Secondary Objectives: To evaluate the rates of cardiovascular adverse events in temporal association with ACAM2000® vaccination.

To evaluate the rates of neurological adverse events in temporal association with ACAM2000® vaccination.


On September 15, 2021, Vaccine published the results of this clinical trial.

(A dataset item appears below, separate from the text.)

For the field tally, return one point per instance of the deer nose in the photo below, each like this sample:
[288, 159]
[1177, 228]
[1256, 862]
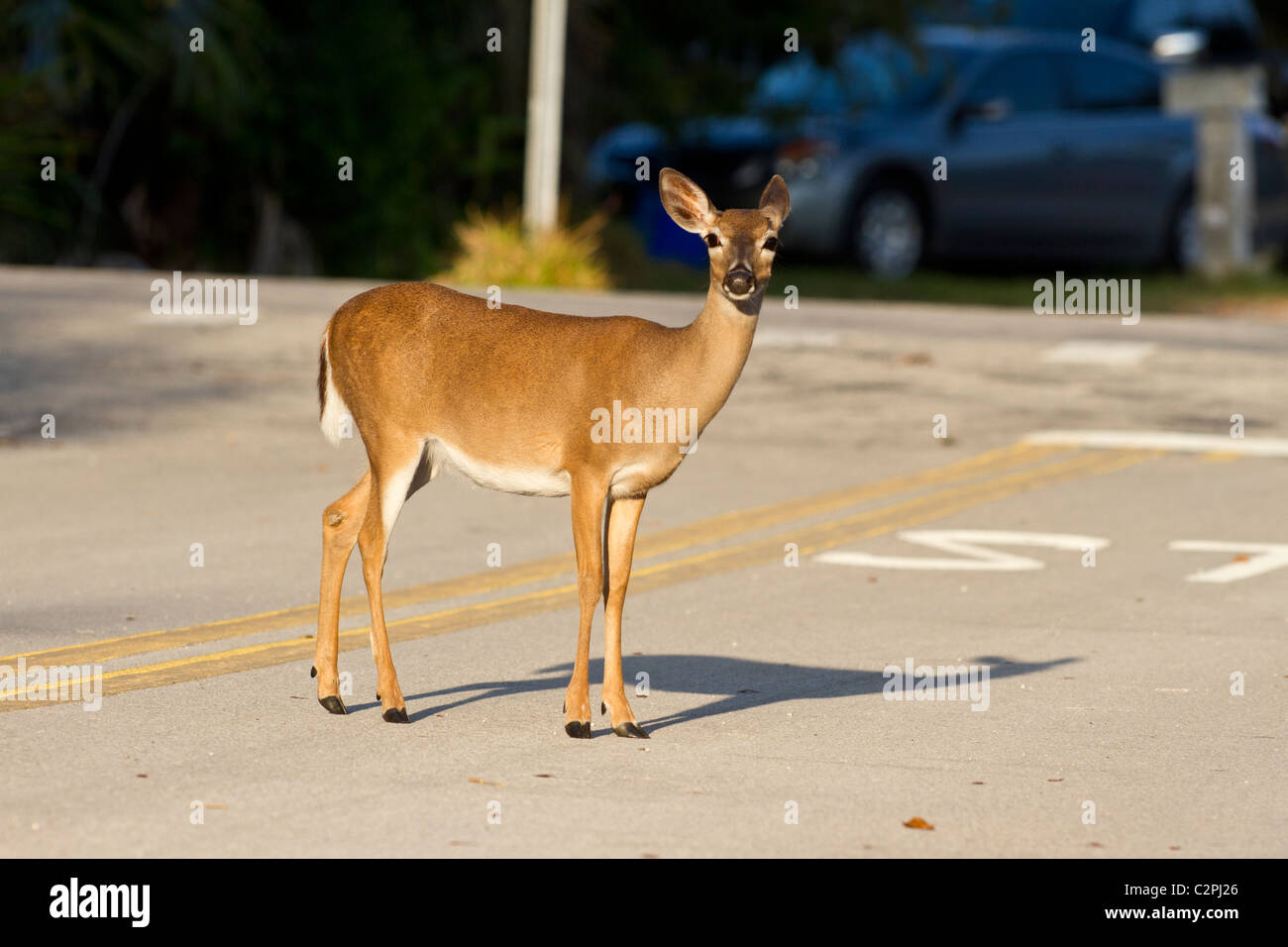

897,227 military service members (SM) who received ACAM2000 smallpox vaccine and 450,000 SM who received Dryvax smallpox vaccine were included in the surveillance population. The rate of adjudicated myopericarditis among ACAM2000 smallpox vaccine recipients was 20.06/100,000 and was significantly higher for males (21.8/100,000) than females (8.5/100,000) and for those < 40 years of age (21.1/100,000) than for those 40 years or older (6.3/100,000). Overall rates for any cardiovascular event (Group 1 plus Group 2) were 113.5/100,000 for ACAM2000 vaccine and 439.3/100,000 for Dryvax vaccine; rate ratio, 0.26 (95% CI, 0.24-0.28). The rates of subjects with one or more defined neurological events were 2.12/100,000 and 1.11/100,000 for ACAM2000 and Dryvax vaccines respectively; rate ratio, 1.91 (95% CI, 0.71-5.10).

Conclusions: Electronic records surveillance of the entire vaccinated SM population over a ten-year period found rates of myopericarditis, of defined neurological events, and of overall cardiac events that were consistent with those of prior passive surveillance studies involving Dryvax or ACAM2000 smallpox vaccines.